La conclusión más pacíficamente deducible de esa ambivalencia no es que el comunismo, el nacionalsindicalismo, el neoliberalismo, el postsocialismo o el cristianismo sean malos, pecados o doctrina intrínsecamente perversas, como se ha podido decir de cada una de ellas. Es más plausible concluir que Escrivá, Stalin, Franco, Pinochet, Milosevich y Fidel Castro son personajes dictatoriales, megalómanos y paranoides que quedaron fanatizados por unos ideales y que tuvieron la habilidad y capacidad para crear ambientes donde realizarlos dañando mucho a mucha gente a la vez que hacían bien a otros.

¿De qué tipo de daño se trata? Ninguno de los dirigentes mencionados pasa por ser creador de sectas, ni por haber abrazados ideologías sectarias. Las ideologías no son sectarias. Sectarias son las formas de realización de algunos ideales. Algunos teóricos han sostenido que las ideologías crean en sus seguidores una mentalidad y una actitud sectaria porque les proporciona una triple dispensa:

Una dispensa ética: la dispensa de discernir entre el bien y el mal porque eso ya lo dice el partido.

Una dispensa técnica: la dispensa de ser útiles y eficientes, porque eso ya lo es el partido.
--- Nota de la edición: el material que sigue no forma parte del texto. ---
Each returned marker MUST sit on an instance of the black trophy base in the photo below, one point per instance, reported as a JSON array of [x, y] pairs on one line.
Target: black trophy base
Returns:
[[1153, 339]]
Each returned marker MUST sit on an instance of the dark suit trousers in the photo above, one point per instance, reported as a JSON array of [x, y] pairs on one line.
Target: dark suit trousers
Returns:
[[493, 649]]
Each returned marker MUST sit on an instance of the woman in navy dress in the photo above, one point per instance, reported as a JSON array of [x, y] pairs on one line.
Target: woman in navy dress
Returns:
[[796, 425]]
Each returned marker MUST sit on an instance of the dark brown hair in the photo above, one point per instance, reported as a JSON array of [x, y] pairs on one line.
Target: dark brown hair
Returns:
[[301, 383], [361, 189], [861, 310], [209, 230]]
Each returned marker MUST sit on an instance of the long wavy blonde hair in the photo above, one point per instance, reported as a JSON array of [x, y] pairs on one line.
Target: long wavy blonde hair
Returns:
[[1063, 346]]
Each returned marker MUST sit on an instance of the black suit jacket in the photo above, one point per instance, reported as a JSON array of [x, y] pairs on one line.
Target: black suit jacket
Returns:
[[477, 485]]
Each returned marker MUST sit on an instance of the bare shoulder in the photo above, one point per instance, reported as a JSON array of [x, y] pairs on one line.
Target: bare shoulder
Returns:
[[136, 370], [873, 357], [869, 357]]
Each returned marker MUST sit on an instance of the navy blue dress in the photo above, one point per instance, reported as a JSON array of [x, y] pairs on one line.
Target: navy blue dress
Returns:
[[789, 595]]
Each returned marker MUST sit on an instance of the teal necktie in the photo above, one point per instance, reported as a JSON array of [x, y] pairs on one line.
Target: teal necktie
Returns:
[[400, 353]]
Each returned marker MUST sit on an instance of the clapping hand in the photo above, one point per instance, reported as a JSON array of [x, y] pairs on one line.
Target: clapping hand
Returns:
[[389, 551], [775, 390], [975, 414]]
Ese el objetivo del partido, y no de las personas singulares.

Una dispensa epistemológica: la dispensa de distinguir entre lo verdadero y lo falso, porque lo verdadero y lo falso ya lo señala el partido.

Es verdad que las ideologías conceden y generan esa triple dispensa, de las cuales hablan Semprun y Montand en las obras mencionadas, pero no por sí mismas y de suyo, sino por el modo en que las difunden, imponen y ejecutan determinados dirigentes que se hacen cargo del aparato. Hay dirigentes que convierten las ideologías en sectas, y las instituciones cristianas en sectas, porque ellos mismos son sectarios y se rodean de sectarios en el aparato, y de súbitos de a pie sumisos, o sea, que se sienten deslegitimados y desautorizados para dialogar con ellos.

Y en esos caso sí que se cumple la definición de secta. Una institución es una secta cuando inutiliza la conciencia moral de sus miembros, de forma que cuando se desvinculan de ella no son capaces de utilizar autónomamente su sentido de lo bueno y lo malo, lo verdadero y lo falso, lo útil y conveniente y lo inútil y nocivo.

En muchos lugares y a muchos niveles, el cristianismo, el Opus Dei, el comunismo, el fascismo, e incluso el liberalismo (o el neoliberalismo), puede ser y es una secta.

Es muy importante tratar con justicia a los responsables de grandes daños para muchas personas, y determinar con verdad su grado de responsabilidad, de culpa, y de mala fe. Yo me inclino a pensar que el grado de mala fe de los dirigentes mencionados es mínimo, y el grado de culpa, máximo, pero no sé qué decir en cada caso del grado de dolo, tendría que estudiarlo mucho más, pero ahora no experimento ninguna exigencia de hacerlo.

Por lo que se refiere a las víctimas de los sectarios, me parece que más importante que hacerles justicia es comprenderles y ayudarles a que se comprendan, porque eso es cooperar con ellos a restituirles la dignidad y la libertad que les fue mermada con grave daño para sus vidas.

Tengo que agradeceros a todos los que habéis hecho observaciones a mi escrito sobre La inocencia de los dirigentes del Opus Dei, lo que me habéis ayudado a pensar más y aclarar más nuestra situación, y a comprender un poco mejor mi itinerario vital. Os lo participo con el deseo de prestaros también una ayuda semejante.